Using Structured Streaming to Create a Word Count Application in Spark

The example in this section creates a DataSet representing a stream of input lines from Kafka and prints out a running word count of the input lines to the console.

val spark = SparkSession
       .builder
       .appName("StructuredKafkaWordCount")
       .getOrCreate()
              
import spark.implicits._
//Create a DataSet representing the stream of input lines from Kafka
val lines = spark
       .readStream
       .format("kafka")
       .option("kafka.bootstrap.servers", bootstrapServers)
       .option(subscribeType, topics)
       .load()
       .selectExpr("CAST(value AS STRING)")
       .as[String]
//Generate a running word count
val wordCounts = lines.flatMap(_.split(" ")).groupBy("value").count()
//Run the query that prints the running counts to the console
val query = wordCounts.writeStream
       .outputMode("complete")
       .format("console")
       .option("checkpointLocation", checkpointLocation)
       .start()
              
query.awaitTermination()
SparkSession spark = SparkSession
              .builder()
              .appName("JavaStructuredKafkaWordCount")

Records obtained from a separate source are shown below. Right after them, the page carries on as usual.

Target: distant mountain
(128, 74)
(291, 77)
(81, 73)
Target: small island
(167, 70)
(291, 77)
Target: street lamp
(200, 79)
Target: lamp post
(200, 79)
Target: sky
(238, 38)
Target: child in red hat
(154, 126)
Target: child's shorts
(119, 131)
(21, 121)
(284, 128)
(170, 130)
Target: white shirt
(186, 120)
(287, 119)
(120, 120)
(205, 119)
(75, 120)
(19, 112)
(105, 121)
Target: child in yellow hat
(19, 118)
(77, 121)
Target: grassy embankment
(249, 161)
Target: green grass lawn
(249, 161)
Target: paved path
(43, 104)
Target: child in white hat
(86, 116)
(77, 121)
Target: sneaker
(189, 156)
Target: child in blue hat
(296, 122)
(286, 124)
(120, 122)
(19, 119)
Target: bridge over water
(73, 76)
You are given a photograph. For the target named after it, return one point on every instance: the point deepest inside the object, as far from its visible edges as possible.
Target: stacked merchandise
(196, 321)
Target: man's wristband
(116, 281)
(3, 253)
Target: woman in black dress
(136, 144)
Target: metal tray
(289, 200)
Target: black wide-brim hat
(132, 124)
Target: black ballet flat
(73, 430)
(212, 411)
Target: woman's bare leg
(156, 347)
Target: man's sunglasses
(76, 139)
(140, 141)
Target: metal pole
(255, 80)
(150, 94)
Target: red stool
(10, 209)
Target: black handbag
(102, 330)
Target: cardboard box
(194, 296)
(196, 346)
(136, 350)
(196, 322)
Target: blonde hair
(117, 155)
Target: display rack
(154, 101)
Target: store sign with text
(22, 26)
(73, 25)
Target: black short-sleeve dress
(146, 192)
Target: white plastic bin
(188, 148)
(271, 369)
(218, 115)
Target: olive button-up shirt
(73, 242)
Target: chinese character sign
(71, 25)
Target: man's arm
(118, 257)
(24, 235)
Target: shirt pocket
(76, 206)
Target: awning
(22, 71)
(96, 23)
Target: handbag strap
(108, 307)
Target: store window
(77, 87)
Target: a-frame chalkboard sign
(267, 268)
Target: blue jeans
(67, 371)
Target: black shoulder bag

              .getOrCreate();
//Create a DataSet representing the stream of input lines from Kafka
Dataset<String> lines = spark
              .readStream()
              .format("kafka")
              .option("kafka.bootstrap.servers", bootstrapServers)
              .option(subscribeType, topics)
              .load()
              .selectExpr("CAST(value AS STRING)")
              .as(Encoders.STRING());
//Generate a running word count
Dataset<Row> wordCounts = lines.flatMap(
(FlatMapFunction<String, String>) x -> Arrays.asList(x.split(" ")).iterator(),
Encoders.STRING()).groupBy("value").count();
              
//Run the query that prints the running counts to the console
StreamingQuery query = wordCounts.writeStream()
              .outputMode("complete")
              .format("console")
              .start();
              
query.awaitTermination();         
spark = SparkSession\
          .builder\
          .appName("StructuredKafkaWordCount")\
          .getOrCreate()
              
#Create a DataSet representing the stream of input lines from Kafka
lines = spark\
          .readStream\
          .format("kafka")\
          .option("kafka.bootstrap.servers", bootstrapServers)\
          .option(subscribeType, topics)\
          .load()\
          .selectExpr("CAST(value AS STRING)")
              
#Split the lines into words
words = lines.select(
#explode turns each item in an array into a separate row
explode(
        split(lines.value, ' ')
       ).alias('word')
     )
               
#Generate a running word count
wordCounts = words.groupBy('word').count()
              
#Run the query that prints the running counts to the console
query = wordCounts\
           .writeStream\
           .outputMode('complete')\
           .format('console')\
           .start()
              
query.awaitTermination()